Les chapitres précédents d’un roman policier sont trop difficiles à résumer. Nous y renvoyons le lecteur: le feuilleton paraît le dimanche et peut être consulté en ligne.

 

IX

 

 

Lundi matin.

Dur.

On a beau chanter «je hais les dimanches» – et dieu sait que je le pense plus souvent qu’à mon tour – à peine avais-je passé un week-end à travailler que j’avais déjà l’impression d’être à moitié morte.

J’ai commencé par appeler Pierre-François. Je voulais être débarrassée de sa cliente.

«Tu peux dénoncer le mari au fisc ou le faire chanter pour obtenir une meilleure pension alimentaire, à toi de voir.»

«Tu as une façon de mettre les choses…»

«C’est vrai. Depuis quelques jours, grâce à Carlyle, j’ai tendance à voir du chantage partout. C’est peut-être vrai, d’ailleurs.»

Je lui ai raconté le week-end. Il a ponctué mon récit de quelques sifflotements de surprise.

«Et maintenant?»

«J’appelle Jean-Marc Léon pour voir où il en est. Peut-être lui dirai-je ce que j’ai découvert, mais il doit m’avoir fait pas mal de cachotteries, lui aussi.»

«À ta place j’attendrais deux ou trois jours. Pour être sûr d’avoir en main un maximum d’éléments.»

Nous avons discuté l’opportunité de la chose, il a fini par me convaincre.

Et là-dessus, pendant plus de huit jours, je n’ai plus eu de nouvelles de personne.

Sophie et moi avons continué nos efforts pour mettre la main sur Henri Dumoulin, l’individu à face de rat apeuré auquel Carlyle avait soutiré par mon entremise cent mille francs. Vainement. Comme nous avions donné son nom à Léon, j’aurais été curieuse de savoir si, avec les moyens considérables de la police, il l’avait retrouvé. J’aurais eu quelques questions à lui poser.

J’ai laissé je ne sais combien de messages à Léon, l’inspecteur n’a pas trouvé le temps de me rappeler.

J’ai passé la semaine à m’occuper d’autre chose. J’avais bien assez à faire, il fallait de toute façon que je gagne notre pain quotidien.

Cela a duré jusqu’au samedi soir de la semaine suivante.

Rico étant enfin rentré d’Afrique, nous sommes allés ensemble au cinéma. À la sortie nous avons rencontré Sophie, qui était là avec Gilles, son ami, un modèle de correction, comme elle: pas un cheveu de travers, un nœud papillon impeccable avec pochette assortie, complet veston sombre avec gilet, s’il n’avait pas eu un regard plein de malice sous d’épaisses lunettes cerclées d’un bleu pétant, on aurait pu le prendre pour un croque-mort ou pour un haut fonctionnaire de la politique.
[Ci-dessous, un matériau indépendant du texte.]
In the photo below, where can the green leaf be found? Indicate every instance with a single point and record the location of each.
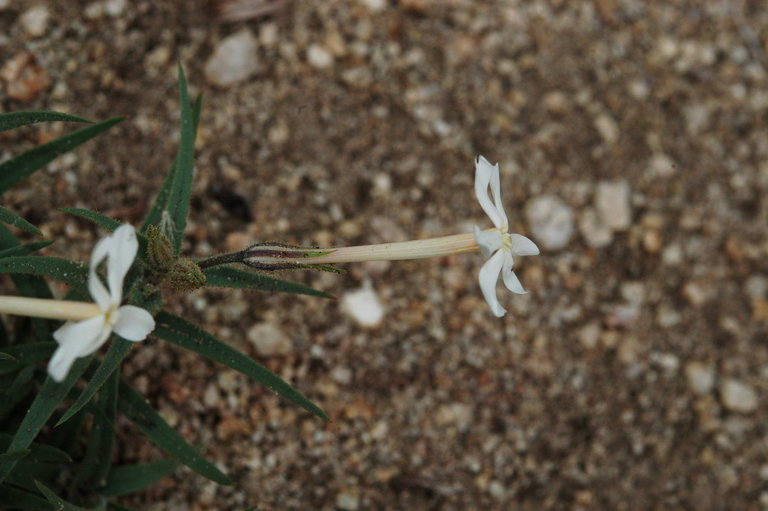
(98, 456)
(132, 478)
(25, 354)
(45, 403)
(136, 409)
(108, 223)
(55, 267)
(31, 286)
(182, 333)
(16, 169)
(57, 501)
(11, 218)
(181, 191)
(117, 351)
(226, 276)
(15, 498)
(25, 249)
(17, 119)
(155, 215)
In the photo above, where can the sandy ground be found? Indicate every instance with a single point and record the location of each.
(633, 145)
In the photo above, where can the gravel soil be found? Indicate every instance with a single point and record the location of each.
(633, 144)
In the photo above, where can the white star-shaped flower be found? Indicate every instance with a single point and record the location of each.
(497, 243)
(81, 338)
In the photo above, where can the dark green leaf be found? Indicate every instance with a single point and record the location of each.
(57, 501)
(17, 119)
(15, 498)
(11, 218)
(45, 403)
(118, 349)
(28, 285)
(16, 169)
(182, 333)
(55, 267)
(181, 191)
(132, 478)
(226, 276)
(25, 249)
(155, 215)
(25, 354)
(98, 456)
(136, 409)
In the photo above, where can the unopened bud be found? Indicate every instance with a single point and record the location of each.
(184, 275)
(159, 249)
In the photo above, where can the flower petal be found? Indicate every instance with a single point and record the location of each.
(488, 241)
(489, 275)
(123, 246)
(485, 174)
(76, 339)
(523, 246)
(133, 323)
(510, 279)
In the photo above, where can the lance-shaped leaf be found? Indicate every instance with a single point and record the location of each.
(136, 409)
(11, 218)
(132, 478)
(118, 349)
(155, 215)
(226, 276)
(17, 119)
(47, 400)
(55, 267)
(182, 333)
(16, 169)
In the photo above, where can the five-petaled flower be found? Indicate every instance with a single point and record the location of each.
(81, 338)
(497, 243)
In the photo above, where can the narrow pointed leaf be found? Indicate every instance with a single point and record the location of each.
(54, 267)
(117, 351)
(16, 169)
(57, 501)
(15, 498)
(132, 478)
(11, 218)
(182, 333)
(31, 286)
(226, 276)
(138, 411)
(17, 119)
(45, 403)
(25, 249)
(108, 223)
(161, 201)
(181, 191)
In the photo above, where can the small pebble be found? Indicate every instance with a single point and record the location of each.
(35, 20)
(363, 306)
(234, 59)
(700, 378)
(269, 340)
(551, 221)
(737, 396)
(612, 202)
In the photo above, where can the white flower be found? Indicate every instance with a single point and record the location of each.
(81, 338)
(497, 243)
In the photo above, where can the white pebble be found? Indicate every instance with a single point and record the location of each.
(363, 306)
(551, 221)
(612, 204)
(737, 396)
(233, 60)
(269, 340)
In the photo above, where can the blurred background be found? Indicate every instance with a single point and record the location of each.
(633, 144)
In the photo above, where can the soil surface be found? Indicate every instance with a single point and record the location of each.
(633, 144)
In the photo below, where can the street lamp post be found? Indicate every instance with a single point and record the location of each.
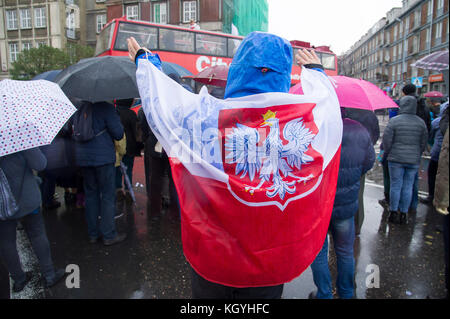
(404, 48)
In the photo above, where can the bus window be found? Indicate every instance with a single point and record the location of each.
(175, 40)
(104, 39)
(233, 45)
(328, 61)
(210, 44)
(145, 35)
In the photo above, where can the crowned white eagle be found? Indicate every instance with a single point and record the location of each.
(272, 159)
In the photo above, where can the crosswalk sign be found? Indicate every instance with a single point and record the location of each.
(417, 81)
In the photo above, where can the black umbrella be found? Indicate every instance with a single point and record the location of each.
(100, 79)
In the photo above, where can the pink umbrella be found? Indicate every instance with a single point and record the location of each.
(356, 93)
(433, 94)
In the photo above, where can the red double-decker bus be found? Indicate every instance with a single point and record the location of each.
(195, 50)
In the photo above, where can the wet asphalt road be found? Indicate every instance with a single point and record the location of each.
(151, 264)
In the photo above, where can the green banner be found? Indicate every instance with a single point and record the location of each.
(246, 15)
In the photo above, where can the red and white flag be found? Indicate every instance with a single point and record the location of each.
(256, 176)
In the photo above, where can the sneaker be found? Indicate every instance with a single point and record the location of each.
(52, 205)
(93, 240)
(50, 282)
(18, 286)
(80, 201)
(384, 203)
(120, 195)
(403, 219)
(428, 200)
(394, 217)
(312, 295)
(118, 239)
(128, 197)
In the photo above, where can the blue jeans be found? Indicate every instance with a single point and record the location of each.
(100, 199)
(402, 181)
(415, 195)
(34, 226)
(343, 232)
(120, 179)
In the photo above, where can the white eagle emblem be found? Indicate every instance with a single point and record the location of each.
(272, 159)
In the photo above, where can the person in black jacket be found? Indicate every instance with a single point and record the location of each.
(369, 120)
(404, 140)
(129, 120)
(357, 157)
(158, 175)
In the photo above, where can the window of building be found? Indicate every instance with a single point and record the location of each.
(145, 35)
(210, 44)
(27, 45)
(13, 52)
(160, 12)
(25, 18)
(175, 40)
(417, 15)
(189, 11)
(70, 25)
(40, 20)
(438, 34)
(427, 37)
(41, 43)
(101, 21)
(133, 12)
(407, 25)
(11, 19)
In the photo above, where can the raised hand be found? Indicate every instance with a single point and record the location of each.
(304, 56)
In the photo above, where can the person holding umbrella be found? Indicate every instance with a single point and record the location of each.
(26, 123)
(96, 156)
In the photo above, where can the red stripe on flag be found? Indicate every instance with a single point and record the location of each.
(230, 243)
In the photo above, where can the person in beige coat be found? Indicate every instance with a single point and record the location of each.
(440, 201)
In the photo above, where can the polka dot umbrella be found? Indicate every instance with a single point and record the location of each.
(31, 114)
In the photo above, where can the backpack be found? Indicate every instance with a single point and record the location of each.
(82, 124)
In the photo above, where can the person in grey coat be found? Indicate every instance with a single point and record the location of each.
(17, 168)
(404, 140)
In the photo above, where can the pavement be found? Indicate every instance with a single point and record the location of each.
(392, 261)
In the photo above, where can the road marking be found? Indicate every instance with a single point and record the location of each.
(424, 194)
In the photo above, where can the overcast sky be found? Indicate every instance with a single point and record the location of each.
(338, 23)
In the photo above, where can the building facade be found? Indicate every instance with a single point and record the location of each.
(385, 53)
(207, 13)
(26, 24)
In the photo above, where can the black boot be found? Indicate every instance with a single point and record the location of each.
(57, 277)
(403, 218)
(18, 286)
(394, 217)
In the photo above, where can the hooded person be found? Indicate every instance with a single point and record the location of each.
(250, 169)
(404, 140)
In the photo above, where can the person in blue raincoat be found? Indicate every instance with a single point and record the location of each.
(262, 64)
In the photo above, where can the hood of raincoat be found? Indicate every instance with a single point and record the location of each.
(408, 105)
(262, 63)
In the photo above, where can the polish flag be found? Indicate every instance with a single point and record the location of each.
(256, 175)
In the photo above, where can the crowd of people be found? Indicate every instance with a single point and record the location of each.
(88, 166)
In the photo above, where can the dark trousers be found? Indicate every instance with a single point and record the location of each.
(48, 186)
(386, 180)
(100, 200)
(162, 185)
(359, 216)
(120, 179)
(432, 171)
(34, 227)
(147, 167)
(204, 289)
(446, 219)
En fait il était vendeur de mode.

Bref, de fil en aiguille nous avons décidé d’aller ensemble – un événement sans précédent dans mon association avec Sophie – boire un verre. Et comme nous étions au cinéma Palace, nous sommes allés au bar de l’hôtel.
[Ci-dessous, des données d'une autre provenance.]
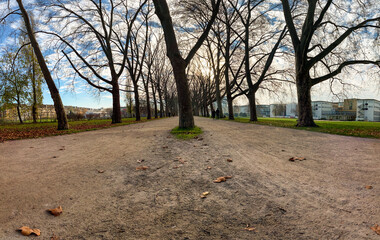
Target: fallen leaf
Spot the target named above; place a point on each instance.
(26, 231)
(54, 237)
(376, 229)
(292, 159)
(142, 168)
(220, 179)
(56, 211)
(204, 194)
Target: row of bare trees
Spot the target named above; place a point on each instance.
(216, 49)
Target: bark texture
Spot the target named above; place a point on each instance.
(58, 105)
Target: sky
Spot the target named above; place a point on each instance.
(82, 96)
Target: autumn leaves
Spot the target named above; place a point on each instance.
(26, 231)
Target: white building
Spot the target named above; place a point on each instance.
(321, 109)
(368, 110)
(291, 110)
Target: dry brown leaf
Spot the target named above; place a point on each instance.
(26, 231)
(54, 237)
(56, 211)
(376, 229)
(204, 194)
(142, 168)
(220, 179)
(292, 159)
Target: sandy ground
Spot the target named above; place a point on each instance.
(323, 197)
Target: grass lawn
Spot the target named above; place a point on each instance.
(34, 130)
(348, 128)
(186, 133)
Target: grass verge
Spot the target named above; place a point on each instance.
(347, 128)
(186, 133)
(36, 130)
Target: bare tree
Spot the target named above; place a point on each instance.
(179, 64)
(316, 44)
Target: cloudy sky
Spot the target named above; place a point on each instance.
(76, 92)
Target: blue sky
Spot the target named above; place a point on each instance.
(83, 98)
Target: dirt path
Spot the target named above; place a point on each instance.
(323, 197)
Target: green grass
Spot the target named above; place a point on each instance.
(347, 128)
(34, 130)
(186, 133)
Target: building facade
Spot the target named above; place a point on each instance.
(322, 109)
(367, 110)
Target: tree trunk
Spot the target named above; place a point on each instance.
(116, 113)
(252, 107)
(305, 113)
(59, 109)
(137, 101)
(186, 119)
(149, 116)
(161, 103)
(230, 107)
(227, 76)
(34, 105)
(217, 86)
(154, 101)
(19, 113)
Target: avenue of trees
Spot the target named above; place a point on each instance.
(184, 57)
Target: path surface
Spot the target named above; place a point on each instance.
(323, 197)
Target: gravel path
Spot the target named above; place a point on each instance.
(322, 197)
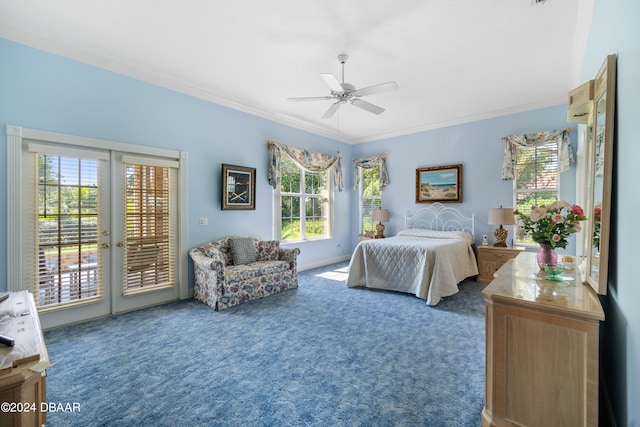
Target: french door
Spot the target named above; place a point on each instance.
(99, 232)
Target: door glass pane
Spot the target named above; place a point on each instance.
(149, 223)
(68, 224)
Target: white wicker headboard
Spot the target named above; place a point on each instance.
(440, 217)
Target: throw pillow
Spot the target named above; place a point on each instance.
(243, 250)
(268, 250)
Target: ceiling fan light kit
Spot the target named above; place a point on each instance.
(343, 92)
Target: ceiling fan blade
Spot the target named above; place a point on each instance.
(383, 87)
(332, 82)
(332, 110)
(367, 106)
(310, 98)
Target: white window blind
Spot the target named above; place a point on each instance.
(68, 221)
(537, 177)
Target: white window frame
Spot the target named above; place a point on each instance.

À cette heure-là, c’était bourré. Nous nous sommes assis tant bien que mal dans un coin, les messieurs sont allés au bar chercher des boissons. Sophie, assise dos au mur, les a suivis des yeux – et soudain son regard s’est figé. Pendant dix secondes, elle a fixé, avec une concentration extrême, un point derrière moi. J’ai eu envie de me tourner, mais je me suis retenue. Cela aurait pu être indiscret, elle avait peut-être vu Gilles faire des amabilités à une rivale.

«Quelque chose ne va pas, Sophie?»

Elle s’est détendue et m’a souri.

«J’ai dû faire un effort inouï de mémoire, mais ça y est. Vous vous souvenez du viol d’Iris Moretti?»
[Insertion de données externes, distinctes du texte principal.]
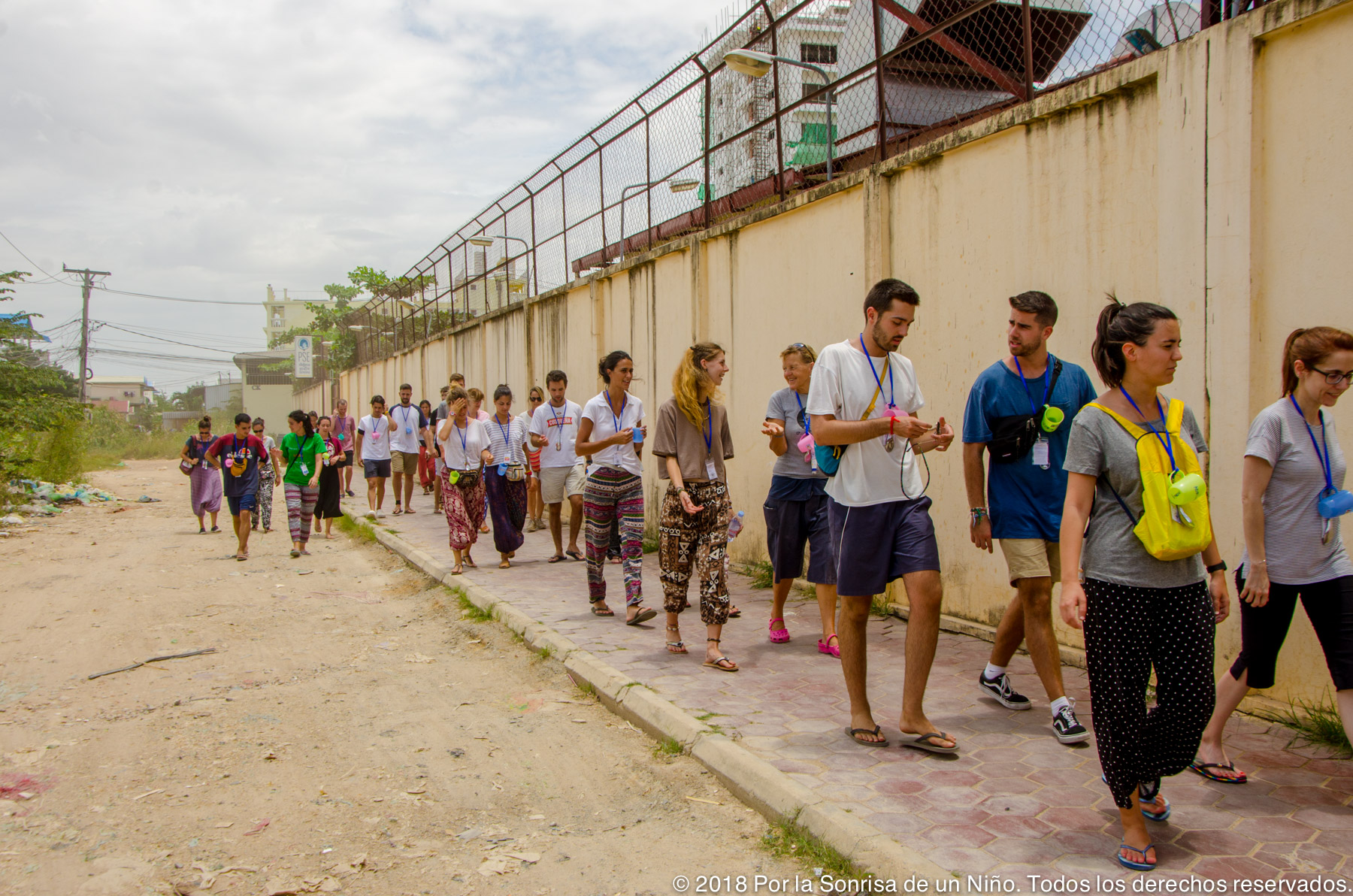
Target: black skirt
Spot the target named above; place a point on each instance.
(331, 493)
«Comment pourrais-je oublier cela?»

«Vous vous souvenez que son violeur lui avait donné rendez-vous au bar du Palace, et qu’un soir je suis même venue passer la soirée ici, dans le vague espoir – ridicule bien entendu – de découvrir quelque chose.»

«Oui, Sophie, je me souviens. Mais on ne va pas renoncer à venir dans les lieux qui ont une fois été liés à quelque chose de désagréable.»

«Ce n’est pas ce que je veux dire. Vous vous souvenez que j’ai rencontré Carlyle?»

Je me suis redressée sur ma chaise.

«Ah! non, j’avais oublié ce détail. Et alors?»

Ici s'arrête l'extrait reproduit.